Image: OG Whale Machi Big Brother Blows Up $74M Longing ETH, Left W
Six months of doubling down on a broken trade. $74 million gone. $8,500 left. Arkham's on-chain data just exposed one of crypto's most painful slow-motion blowups.
Machi Big Brother - the pseudonymous OG Taiwanese crypto whale known for early NFT plays and loud on-chain bets - has nearly wiped out a $74 million position after relentlessly leveraging long Ethereum since September 2025, when ETH was trading near $4,700.
Arkham Intelligence flagged the account Monday morning. His Hyperliquid balance: roughly $8,500. That's it. Six months of conviction trades reduced to less than a mid-range iPhone.
ETH currently trades well below those September levels. The trade was directionally wrong from the start and never recovered. What makes this different from a standard blowup is the persistence - repeated leverage-long entries over six months, each presumably attempting to average down or catch a reversal that never came.
This isn't a flash crash story. Nobody exploited him. No rug pull. Just a thesis held too long against a market that moved the other way.
ETH peaked near $4,700 in September 2025 before entering a prolonged correction tied to broader macro tightening, fading Layer 2 narrative momentum, and Bitcoin dominance eating into altcoin capital. Anyone who bought the top and held with leverage got ground down slowly - weekly funding costs compounding losses, each small rally used as an entry instead of an exit.
Binance open interest data adds context. OI has dropped roughly 25% since January - from 130,800 BTC equivalent to around 97,680 BTC. The Estimated Leverage Ratio hit 0.146, its lowest since the April 2025 correction. The whole market was deleveraging. Machi Big Brother was one of the ones still pressing long into that unwind.

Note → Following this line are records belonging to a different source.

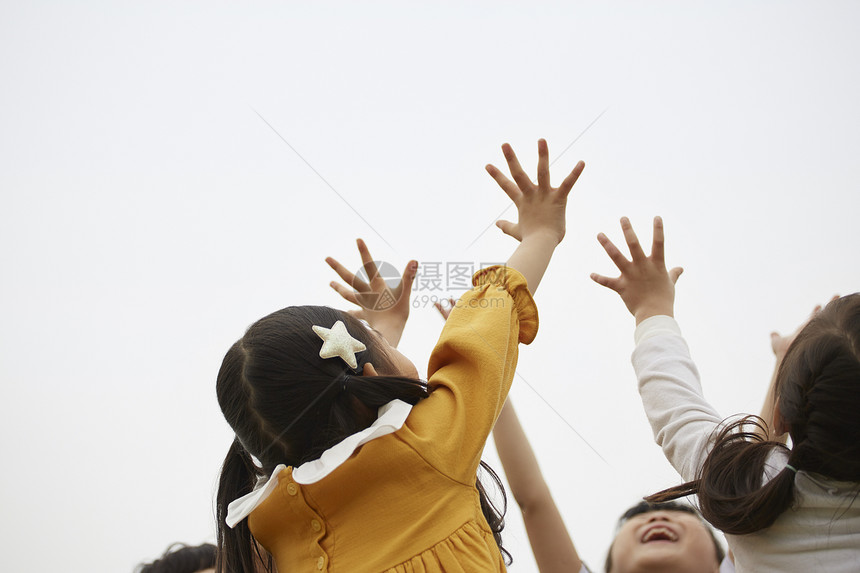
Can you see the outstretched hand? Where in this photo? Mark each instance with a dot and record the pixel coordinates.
(384, 308)
(645, 286)
(541, 207)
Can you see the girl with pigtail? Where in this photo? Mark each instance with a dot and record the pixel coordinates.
(344, 460)
(782, 508)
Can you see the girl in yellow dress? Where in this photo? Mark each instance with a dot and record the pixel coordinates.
(343, 459)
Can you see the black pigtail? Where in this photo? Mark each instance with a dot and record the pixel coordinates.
(236, 546)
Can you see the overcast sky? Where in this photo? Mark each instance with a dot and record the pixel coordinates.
(173, 171)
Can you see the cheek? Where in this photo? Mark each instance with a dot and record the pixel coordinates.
(702, 545)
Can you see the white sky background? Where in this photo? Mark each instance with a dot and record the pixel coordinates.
(149, 216)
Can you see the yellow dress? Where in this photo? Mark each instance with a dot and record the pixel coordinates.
(406, 502)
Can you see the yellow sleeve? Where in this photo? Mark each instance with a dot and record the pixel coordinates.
(470, 372)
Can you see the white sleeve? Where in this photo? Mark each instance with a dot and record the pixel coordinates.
(681, 419)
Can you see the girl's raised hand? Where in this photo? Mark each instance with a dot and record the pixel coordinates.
(645, 286)
(541, 207)
(384, 308)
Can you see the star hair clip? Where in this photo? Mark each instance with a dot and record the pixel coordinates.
(337, 341)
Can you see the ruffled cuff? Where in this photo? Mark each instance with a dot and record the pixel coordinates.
(505, 278)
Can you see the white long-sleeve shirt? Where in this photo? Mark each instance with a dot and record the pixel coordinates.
(820, 533)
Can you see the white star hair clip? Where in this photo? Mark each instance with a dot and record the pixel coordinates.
(338, 342)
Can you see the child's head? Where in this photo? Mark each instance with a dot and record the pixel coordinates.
(818, 392)
(180, 558)
(818, 397)
(287, 405)
(663, 537)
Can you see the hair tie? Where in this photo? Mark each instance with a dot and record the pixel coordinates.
(344, 379)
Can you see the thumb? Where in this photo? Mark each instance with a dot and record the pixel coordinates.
(510, 229)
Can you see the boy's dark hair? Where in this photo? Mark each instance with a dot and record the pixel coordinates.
(181, 558)
(287, 405)
(818, 397)
(648, 507)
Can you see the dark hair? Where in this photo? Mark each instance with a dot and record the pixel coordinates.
(648, 507)
(287, 405)
(181, 558)
(818, 395)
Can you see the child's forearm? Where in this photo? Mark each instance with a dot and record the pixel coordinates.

Jeffrey Huang, known on-chain as Machi Big Brother, was a significant player in the 2021-2022 NFT cycle. He accumulated large positions in Bored Apes, held substantial ETH reserves, and was loud enough on Crypto Twitter to move smaller tokens. His name carried weight. That made today's Arkham disclosure hit harder - this isn't a retail account getting wrecked. This is someone who built real capital in crypto, then handed most of it back to the market.
It also reframes the "smart money" narrative that follows named wallets. Arkham's tracking shows on-chain transparency cuts both ways - it surfaces the winners, but it also exposes the graveyard of confident bets that didn't land.
With $8.5K left on Hyperliquid, there's no meaningful trade size available. The account is essentially a rounding error. Whether Machi has capital sitting elsewhere in cold storage or other exchanges is unknown - on-chain data only shows what it shows.
Hyperliquid processed $75.54M in liquidations recently, with 89% of those being longs. The market's message has been consistent for months: the leveraged long book was too crowded, and the clearing has been relentless.
Machi's account is one data point in a much larger deleveraging cycle. But it's the kind of data point that sticks - because the name is recognizable, the time frame is long enough to be deliberate, and $74 million is too large to dismiss as noise.
The market doesn't care who you are. It doesn't remember your 2021 NFT gains. It just takes.